Prayer is meditating on the Word of God and asking for his grace and help; it implies a fair amount of introspection with the danger of focussing too much on myself.
Abandonment is psychologically (not theologically) experienced as my own effort, in which, of course, I am aware of failure.
Humility is trying to make myself smaller, it is intent on considering my own weakness and poverty.
Perfection means that nothing is lacking – no faults, no mistakes, no defects.
Charity is the greatest commandment, equal to the love of God, and the norm to be applied at the last judgment. It is my most important effort. Thank God it is deepening, but I still find much selfishness in myself and regret that I still cannot accept some people as they are.
Eucharist is a meal which presupposes a bond between those participating and also strengthens that bond. In sharing that meal I commit myself to genuine involvement with others.
It is my love for God that makes me holy. The emphasis is on me – serving God.
The Faith Approach
The ultimate value is God’s love for me as I am, and for my neighbour.
Because God is good, he makes me pleasing to him and that makes me try to be good. I am loved into goodness.
God is the deepest Ground of my being. Only what I give him is truly mine. The threat is not God, but I in so far as I do not let God be God.
Sin is not to let myself be loved by God; to screen myself off from his love, mostly by over-involvement in other things or persons; an attempt to procure my own happiness instead of receiving it from God.
Examination of conscience is primarily giving thanks to God for specific signs of his faithfulness and concern, and against that background, regret for my lack of response.

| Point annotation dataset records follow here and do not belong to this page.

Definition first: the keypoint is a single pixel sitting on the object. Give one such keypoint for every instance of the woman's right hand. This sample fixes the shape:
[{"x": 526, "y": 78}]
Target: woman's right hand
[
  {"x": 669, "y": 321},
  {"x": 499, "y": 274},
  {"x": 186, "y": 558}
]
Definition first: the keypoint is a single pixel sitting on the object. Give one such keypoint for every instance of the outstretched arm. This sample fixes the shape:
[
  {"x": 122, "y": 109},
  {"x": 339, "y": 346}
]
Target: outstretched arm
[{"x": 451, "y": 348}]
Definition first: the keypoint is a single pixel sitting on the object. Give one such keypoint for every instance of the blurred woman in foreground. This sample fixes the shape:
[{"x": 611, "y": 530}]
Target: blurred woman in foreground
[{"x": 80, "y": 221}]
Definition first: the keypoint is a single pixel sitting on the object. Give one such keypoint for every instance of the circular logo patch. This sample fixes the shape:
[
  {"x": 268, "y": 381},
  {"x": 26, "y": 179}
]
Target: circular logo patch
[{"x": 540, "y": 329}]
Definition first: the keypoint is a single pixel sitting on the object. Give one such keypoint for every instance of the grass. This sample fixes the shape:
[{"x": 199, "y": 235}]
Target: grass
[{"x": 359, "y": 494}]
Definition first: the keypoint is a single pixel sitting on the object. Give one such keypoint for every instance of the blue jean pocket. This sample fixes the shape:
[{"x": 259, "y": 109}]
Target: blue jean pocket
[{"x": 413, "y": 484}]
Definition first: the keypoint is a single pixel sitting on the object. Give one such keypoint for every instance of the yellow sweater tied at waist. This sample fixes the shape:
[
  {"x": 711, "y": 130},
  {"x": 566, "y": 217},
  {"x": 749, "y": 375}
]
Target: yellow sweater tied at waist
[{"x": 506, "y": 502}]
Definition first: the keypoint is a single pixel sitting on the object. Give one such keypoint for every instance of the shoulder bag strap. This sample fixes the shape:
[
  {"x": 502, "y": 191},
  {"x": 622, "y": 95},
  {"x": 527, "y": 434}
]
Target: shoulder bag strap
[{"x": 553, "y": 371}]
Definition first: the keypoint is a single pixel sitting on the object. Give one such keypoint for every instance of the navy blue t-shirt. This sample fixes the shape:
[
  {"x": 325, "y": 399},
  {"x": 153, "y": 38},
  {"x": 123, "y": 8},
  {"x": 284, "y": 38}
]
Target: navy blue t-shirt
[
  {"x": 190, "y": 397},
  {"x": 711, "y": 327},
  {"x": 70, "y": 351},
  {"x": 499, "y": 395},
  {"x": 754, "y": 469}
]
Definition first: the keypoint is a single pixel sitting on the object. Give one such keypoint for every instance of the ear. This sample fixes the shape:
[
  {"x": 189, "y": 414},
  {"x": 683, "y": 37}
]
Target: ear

Confessions is focussed on the pure joy which the Father experiences in my coming home after I strayed and in forgiving me; it is sharing in his joy and thus growing in intimacy with him.
The cross is not willed by God but is caused precisely by my resistance to God.
Prayer means to let myself be loved by God, like sunbathing in his love, to contemplate God’s glory in Jesus and in doing so to be transformed deeply (see 2 Cor 3:18).
Abandonment is worked by God who effects it in me; I have to let myself be drawn by him.
Humility is being fascinated by God’s beauty, goodness, and greatness, and a longing to be with Jesus in his hardships and in his glory.
Perfection is to live with God – He in me and I in him.
Charity is the love of God which fills my heart to the brim, to the overflowing, and from there flows out to my neighbour. It is his love which streams through me to others. It can be verified as his love by the fact that it includes the least of my brothers and sisters.
Eucharist: all the many aspects meet in this core: “Do this in memory of Me.” It is He. With his Body and his Blood he also gives me his Spirit.
In general: It is God’s love for me that makes me holy. The emphasis is on God whom I serve.